🤖 AI Summary
This work addresses the challenge of performing fine-grained, layer-aware natural language editing on multi-layer design documents such as posters, a task hindered by the lack of joint reasoning over *what* to edit and *where* to apply changes. To this end, we propose MiLDEAgent, the first framework equipped with a reasoning mechanism tailored for multi-layer documents, integrating a multimodal reasoning module trained via reinforcement learning with a layer-aware editor to enable precise, targeted modifications. Our contributions include MiLDEBench—a human-AI collaborative benchmark comprising over 20,000 samples—and MiLDEEval, a four-dimensional automatic evaluation protocol, together establishing a comprehensive data construction and evaluation pipeline.

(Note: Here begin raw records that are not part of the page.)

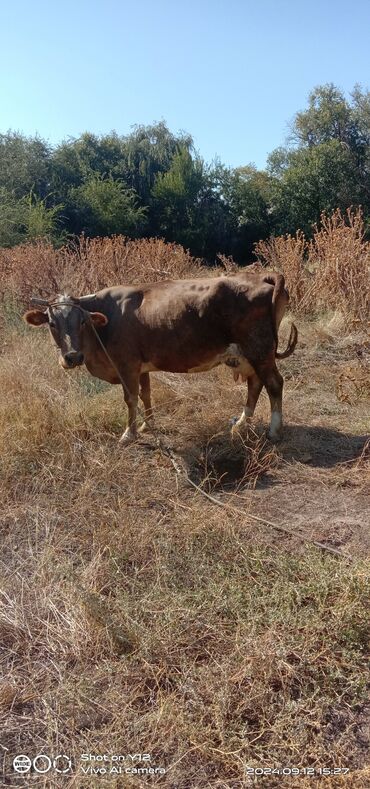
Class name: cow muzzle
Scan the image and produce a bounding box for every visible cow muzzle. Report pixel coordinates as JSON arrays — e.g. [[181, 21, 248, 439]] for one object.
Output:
[[62, 351, 84, 369]]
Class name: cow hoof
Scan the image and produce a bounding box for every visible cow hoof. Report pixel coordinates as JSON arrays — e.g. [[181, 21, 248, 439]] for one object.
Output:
[[120, 429, 138, 445], [138, 421, 155, 434], [231, 420, 245, 440], [230, 413, 249, 439], [267, 430, 282, 443]]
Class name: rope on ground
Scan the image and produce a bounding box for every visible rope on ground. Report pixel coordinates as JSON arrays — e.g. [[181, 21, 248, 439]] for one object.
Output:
[[156, 436, 353, 562]]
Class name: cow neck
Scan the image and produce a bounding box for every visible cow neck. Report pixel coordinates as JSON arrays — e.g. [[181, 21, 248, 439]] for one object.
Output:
[[78, 295, 104, 356], [77, 297, 110, 370]]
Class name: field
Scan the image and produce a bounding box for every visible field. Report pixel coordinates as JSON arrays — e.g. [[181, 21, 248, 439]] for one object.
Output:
[[0, 214, 369, 787]]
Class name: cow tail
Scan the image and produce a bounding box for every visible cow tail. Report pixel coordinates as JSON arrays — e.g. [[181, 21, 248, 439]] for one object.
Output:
[[275, 322, 298, 358], [264, 273, 298, 360]]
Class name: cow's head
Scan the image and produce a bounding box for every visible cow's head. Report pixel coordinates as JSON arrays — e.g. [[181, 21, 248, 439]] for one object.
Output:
[[23, 295, 108, 369]]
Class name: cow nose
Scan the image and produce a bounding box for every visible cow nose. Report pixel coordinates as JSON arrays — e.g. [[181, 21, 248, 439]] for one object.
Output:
[[64, 351, 84, 367]]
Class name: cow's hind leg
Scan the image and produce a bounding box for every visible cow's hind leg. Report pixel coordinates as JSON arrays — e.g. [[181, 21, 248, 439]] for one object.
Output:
[[138, 372, 154, 433], [120, 368, 140, 444], [260, 364, 284, 441], [231, 373, 263, 436]]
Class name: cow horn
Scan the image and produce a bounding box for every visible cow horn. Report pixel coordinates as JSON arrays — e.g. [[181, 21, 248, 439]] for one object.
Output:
[[30, 297, 51, 306], [78, 293, 97, 302]]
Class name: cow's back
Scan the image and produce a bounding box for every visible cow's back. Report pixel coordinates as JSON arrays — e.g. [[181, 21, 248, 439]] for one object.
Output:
[[95, 276, 275, 373]]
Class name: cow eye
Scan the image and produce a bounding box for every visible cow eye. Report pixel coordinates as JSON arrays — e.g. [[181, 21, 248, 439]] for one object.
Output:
[[49, 320, 56, 329]]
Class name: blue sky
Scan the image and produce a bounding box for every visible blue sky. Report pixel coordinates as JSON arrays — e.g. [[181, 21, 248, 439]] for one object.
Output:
[[1, 0, 369, 169]]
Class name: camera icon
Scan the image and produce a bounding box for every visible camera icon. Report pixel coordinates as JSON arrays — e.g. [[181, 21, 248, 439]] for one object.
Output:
[[13, 753, 72, 774], [12, 755, 31, 774]]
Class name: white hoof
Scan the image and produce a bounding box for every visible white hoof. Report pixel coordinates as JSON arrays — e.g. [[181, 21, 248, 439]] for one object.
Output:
[[231, 418, 246, 439], [120, 428, 138, 445], [230, 407, 253, 437], [138, 420, 154, 434], [268, 412, 282, 442]]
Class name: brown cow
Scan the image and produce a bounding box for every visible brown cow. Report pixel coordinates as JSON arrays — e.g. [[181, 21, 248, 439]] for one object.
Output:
[[24, 270, 297, 443]]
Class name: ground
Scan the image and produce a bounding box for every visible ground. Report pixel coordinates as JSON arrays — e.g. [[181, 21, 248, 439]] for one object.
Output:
[[0, 312, 369, 788]]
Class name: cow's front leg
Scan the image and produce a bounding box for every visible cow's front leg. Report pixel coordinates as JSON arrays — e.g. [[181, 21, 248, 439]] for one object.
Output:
[[231, 373, 263, 437], [120, 369, 140, 444], [138, 372, 154, 433]]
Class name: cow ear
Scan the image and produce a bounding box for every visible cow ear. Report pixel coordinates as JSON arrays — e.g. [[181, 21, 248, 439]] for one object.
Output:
[[23, 309, 49, 326], [89, 312, 108, 327]]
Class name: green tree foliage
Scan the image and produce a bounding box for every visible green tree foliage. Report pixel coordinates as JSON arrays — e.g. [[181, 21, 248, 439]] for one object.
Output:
[[269, 83, 370, 234], [0, 189, 63, 246], [0, 188, 27, 247], [71, 175, 146, 237], [152, 148, 204, 240], [0, 85, 369, 257], [23, 192, 64, 243], [269, 141, 361, 235], [152, 148, 234, 259], [51, 132, 125, 196], [49, 122, 191, 238], [292, 84, 355, 147], [0, 132, 51, 198], [219, 165, 272, 259], [122, 122, 193, 203]]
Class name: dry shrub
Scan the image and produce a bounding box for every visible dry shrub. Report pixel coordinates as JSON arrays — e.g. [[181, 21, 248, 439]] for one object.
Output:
[[215, 253, 240, 274], [254, 229, 308, 310], [310, 209, 369, 323], [0, 235, 207, 308], [255, 208, 370, 324], [0, 239, 60, 305], [60, 235, 206, 292]]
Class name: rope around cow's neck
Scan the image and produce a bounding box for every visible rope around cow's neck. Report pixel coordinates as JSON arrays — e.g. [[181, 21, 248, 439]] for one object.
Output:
[[29, 297, 352, 561]]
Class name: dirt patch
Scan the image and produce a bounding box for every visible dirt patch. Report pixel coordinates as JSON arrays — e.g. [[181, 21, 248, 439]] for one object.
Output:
[[324, 703, 370, 771]]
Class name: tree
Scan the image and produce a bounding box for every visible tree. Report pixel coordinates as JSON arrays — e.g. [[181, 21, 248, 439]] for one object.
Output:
[[122, 121, 193, 204], [0, 132, 51, 199], [23, 192, 64, 243], [268, 83, 370, 234], [50, 123, 192, 237], [152, 148, 233, 259], [0, 188, 27, 247], [153, 148, 203, 231], [0, 189, 64, 247], [51, 132, 125, 197], [219, 165, 272, 259], [70, 175, 146, 237], [291, 84, 354, 148], [268, 140, 361, 235], [351, 84, 370, 147], [1, 89, 369, 254]]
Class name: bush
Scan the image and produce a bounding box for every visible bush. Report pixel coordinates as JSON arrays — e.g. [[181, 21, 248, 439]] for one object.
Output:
[[0, 235, 207, 307], [254, 208, 370, 323]]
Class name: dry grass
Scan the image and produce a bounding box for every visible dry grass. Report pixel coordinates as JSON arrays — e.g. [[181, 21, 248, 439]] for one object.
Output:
[[0, 230, 369, 786], [255, 208, 370, 323]]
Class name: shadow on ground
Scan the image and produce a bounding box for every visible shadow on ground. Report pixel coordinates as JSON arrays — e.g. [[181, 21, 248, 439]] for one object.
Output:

Experiments demonstrate that MiLDEAgent significantly outperforms open-source baselines and approaches the performance of closed-source models in instruction following, layout consistency, aesthetics, and text rendering, establishing the first strong baseline for this task.
📝 Abstract
Real-world design documents (e.g., posters) are inherently multi-layered, combining decoration, text, and images. Editing them from natural-language instructions requires fine-grained, layer-aware reasoning to identify relevant layers and coordinate modifications. Prior work largely overlooks multi-layer design document editing, focusing instead on single-layer image editing or multi-layer generation, which assume a flat canvas and lack the reasoning needed to determine what and where to modify. To address this gap, we introduce the Multi-Layer Document Editing Agent (MiLDEAgent), a reasoning-based framework that combines an RL-trained multimodal reasoner for layer-wise understanding with an image editor for targeted modifications. To systematically benchmark this setting, we introduce the MiLDEBench, a human-in-the-loop corpus of over 20K design documents paired with diverse editing instructions. The benchmark is complemented by a task-specific evaluation protocol, MiLDEEval, which spans four dimensions including instruction following, layout consistency, aesthetics, and text rendering. Extensive experiments on 14 open-source and 2 closed-source models reveal that existing approaches fail to generalize: open-source models often cannot complete multi-layer document editing tasks, while closed-source models suffer from format violations. In contrast, MiLDEAgent achieves strong layer-aware reasoning and precise editing, significantly outperforming all open-source baselines and attaining performance comparable to closed-source models, thereby establishing the first strong baseline for multi-layer document editing.